The biggest threat isn’t someone following Trump in 2024, using the path that Trump’ paved for them. The biggest threat is Trump himself coming back for another round.

The defense against high-energy, reality-denying psychopathy is to separate yourself from the stimuli and to keep your feet firmly planted in reality. This is what America must do, and what the media must do.

I feel like they’ve kind of caught on recently by refusing to show him going on fiction-filled rants, but we need to do more.

The proper answer is to frame him as mentally ill due to his disconnection from reality. The proper answer is to listen to him say something stupid, to look at the actual facts and show them on the screen, and then look directly at the camera and say,

Did you hear what this guy just said? He just said X, and the facts that anyone can look up are Y. This man is legally insane, and he’s a danger to the country.
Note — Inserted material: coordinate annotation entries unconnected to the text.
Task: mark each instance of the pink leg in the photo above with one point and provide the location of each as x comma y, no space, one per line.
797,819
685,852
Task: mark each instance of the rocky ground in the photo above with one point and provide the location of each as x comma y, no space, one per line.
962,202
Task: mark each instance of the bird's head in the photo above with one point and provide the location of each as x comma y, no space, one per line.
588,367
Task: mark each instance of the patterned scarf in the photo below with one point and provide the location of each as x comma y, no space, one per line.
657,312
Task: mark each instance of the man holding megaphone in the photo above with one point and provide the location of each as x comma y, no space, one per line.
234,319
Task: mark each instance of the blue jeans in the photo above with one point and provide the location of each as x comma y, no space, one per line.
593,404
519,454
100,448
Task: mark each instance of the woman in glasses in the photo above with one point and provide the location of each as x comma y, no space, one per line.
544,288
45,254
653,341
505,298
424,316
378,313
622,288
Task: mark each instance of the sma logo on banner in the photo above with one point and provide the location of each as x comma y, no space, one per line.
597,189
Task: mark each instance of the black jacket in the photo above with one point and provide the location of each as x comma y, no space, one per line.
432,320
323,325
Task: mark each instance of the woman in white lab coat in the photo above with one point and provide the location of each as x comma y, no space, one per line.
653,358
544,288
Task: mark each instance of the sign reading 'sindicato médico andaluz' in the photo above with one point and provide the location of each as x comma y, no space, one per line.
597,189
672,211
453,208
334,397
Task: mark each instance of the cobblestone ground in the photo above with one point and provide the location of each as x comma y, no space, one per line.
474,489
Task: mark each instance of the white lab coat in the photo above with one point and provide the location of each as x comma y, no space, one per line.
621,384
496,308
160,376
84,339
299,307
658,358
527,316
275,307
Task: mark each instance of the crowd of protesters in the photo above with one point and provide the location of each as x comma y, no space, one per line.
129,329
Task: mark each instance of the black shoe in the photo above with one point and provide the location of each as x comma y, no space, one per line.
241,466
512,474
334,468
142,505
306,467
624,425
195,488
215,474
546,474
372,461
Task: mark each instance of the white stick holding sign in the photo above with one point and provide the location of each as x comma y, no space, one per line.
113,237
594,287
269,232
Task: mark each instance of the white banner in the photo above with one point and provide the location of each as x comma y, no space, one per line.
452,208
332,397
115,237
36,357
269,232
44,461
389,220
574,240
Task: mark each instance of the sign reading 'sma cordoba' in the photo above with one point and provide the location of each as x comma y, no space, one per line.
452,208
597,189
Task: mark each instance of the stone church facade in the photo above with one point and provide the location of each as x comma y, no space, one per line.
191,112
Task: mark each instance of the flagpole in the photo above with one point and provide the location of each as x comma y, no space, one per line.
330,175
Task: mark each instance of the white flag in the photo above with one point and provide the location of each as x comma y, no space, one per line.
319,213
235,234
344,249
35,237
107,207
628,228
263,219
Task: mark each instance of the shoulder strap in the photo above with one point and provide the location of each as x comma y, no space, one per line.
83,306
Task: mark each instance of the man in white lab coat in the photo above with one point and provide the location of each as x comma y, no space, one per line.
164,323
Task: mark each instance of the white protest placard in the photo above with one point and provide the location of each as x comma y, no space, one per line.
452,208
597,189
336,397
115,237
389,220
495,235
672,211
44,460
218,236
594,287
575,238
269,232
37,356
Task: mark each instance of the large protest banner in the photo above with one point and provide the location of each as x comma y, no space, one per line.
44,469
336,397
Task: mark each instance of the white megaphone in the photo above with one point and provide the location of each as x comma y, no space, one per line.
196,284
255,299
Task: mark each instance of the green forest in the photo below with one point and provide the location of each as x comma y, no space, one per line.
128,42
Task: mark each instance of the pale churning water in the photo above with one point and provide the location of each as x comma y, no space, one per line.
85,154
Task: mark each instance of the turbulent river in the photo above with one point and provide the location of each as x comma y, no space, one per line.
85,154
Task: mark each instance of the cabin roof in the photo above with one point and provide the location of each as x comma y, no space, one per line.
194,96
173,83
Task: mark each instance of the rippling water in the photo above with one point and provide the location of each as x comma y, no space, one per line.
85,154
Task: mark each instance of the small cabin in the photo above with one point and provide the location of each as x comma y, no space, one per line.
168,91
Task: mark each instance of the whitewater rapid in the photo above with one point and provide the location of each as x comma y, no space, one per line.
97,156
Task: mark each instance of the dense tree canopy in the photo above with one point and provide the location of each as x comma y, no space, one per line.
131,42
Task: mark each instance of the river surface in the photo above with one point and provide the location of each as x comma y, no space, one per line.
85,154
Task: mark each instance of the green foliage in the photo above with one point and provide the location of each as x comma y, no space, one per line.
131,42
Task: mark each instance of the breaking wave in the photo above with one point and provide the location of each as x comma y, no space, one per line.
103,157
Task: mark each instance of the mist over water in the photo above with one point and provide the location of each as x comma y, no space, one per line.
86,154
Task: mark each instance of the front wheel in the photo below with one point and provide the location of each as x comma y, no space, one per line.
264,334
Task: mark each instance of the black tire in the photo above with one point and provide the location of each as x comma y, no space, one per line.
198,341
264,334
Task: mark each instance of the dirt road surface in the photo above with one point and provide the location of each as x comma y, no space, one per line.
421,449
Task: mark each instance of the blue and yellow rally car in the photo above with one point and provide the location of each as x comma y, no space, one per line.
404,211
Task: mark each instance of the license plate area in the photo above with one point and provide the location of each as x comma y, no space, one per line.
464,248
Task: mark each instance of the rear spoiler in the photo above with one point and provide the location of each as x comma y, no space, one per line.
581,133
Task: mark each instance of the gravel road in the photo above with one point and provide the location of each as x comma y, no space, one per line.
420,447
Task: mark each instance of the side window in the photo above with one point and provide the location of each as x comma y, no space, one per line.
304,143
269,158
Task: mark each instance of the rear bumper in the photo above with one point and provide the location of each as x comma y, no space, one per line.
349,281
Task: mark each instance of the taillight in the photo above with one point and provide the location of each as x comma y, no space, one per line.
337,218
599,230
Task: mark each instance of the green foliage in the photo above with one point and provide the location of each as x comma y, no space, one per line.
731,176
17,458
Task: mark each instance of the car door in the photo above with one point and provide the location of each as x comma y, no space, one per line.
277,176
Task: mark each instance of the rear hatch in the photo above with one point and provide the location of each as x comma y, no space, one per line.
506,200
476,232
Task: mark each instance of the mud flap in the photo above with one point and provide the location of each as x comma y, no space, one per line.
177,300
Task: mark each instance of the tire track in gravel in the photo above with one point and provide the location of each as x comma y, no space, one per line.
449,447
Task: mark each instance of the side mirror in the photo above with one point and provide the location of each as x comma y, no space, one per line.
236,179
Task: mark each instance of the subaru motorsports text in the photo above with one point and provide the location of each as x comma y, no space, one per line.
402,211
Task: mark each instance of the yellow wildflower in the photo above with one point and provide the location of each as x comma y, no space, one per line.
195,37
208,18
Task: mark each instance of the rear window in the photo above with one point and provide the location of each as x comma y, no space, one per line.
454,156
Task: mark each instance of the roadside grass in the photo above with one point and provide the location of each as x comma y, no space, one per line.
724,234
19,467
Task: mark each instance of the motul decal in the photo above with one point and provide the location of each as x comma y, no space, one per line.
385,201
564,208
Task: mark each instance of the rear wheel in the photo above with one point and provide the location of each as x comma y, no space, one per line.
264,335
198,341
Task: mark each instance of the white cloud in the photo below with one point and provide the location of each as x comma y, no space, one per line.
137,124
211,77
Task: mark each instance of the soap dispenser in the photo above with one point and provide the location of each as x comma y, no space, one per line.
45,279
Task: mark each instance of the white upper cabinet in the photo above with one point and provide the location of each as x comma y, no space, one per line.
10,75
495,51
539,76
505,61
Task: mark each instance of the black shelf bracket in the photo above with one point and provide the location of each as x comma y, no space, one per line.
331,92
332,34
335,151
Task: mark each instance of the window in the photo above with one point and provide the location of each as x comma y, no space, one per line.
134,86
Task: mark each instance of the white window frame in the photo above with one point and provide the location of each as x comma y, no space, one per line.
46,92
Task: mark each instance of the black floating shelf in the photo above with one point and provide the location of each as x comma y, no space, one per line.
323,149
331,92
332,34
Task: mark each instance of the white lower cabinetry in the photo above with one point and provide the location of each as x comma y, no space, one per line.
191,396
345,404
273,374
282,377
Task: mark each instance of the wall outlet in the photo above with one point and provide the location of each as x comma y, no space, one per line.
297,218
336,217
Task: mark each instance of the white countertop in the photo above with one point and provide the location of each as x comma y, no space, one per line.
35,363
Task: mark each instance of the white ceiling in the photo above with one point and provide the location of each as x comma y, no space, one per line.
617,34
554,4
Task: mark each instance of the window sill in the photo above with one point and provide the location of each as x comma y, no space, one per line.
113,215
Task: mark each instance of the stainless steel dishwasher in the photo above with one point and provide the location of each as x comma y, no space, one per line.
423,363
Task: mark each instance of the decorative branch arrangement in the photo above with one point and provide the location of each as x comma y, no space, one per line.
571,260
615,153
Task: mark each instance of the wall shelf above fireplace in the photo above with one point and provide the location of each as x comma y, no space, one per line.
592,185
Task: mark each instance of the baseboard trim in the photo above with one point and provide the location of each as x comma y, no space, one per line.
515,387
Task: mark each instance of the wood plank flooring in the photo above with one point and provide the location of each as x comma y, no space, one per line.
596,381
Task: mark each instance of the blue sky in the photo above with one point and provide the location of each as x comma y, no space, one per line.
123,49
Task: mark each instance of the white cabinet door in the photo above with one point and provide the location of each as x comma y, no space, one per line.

In other words, you have to stop trying to get him on the lies and the morality, and instead get him on being a dangerous crazy person who doesn’t understand reality.

This is the only path that will work, and if we don’t figure this out soon we might go throught his whole thing again in 2024.

Notes

  1. For the Trump supporters reading this, I’m not claiming everything he did was bad or evil. I think he improved our policy on China, for example, and I think there were other similar stances he took that were beneficial. I also think he’s fundamentally pro-America, and trying to do the right thing (even while putting himself first). But in my opinion, most of the good stuff he did were similar to a broken clock being right twice a day, rather than the result of thoughtful policy.

  2. I also think Trump was right about much of the left being rotten, and in need of replacement. But again, those few times when he was right served to give his other positions far too much weight.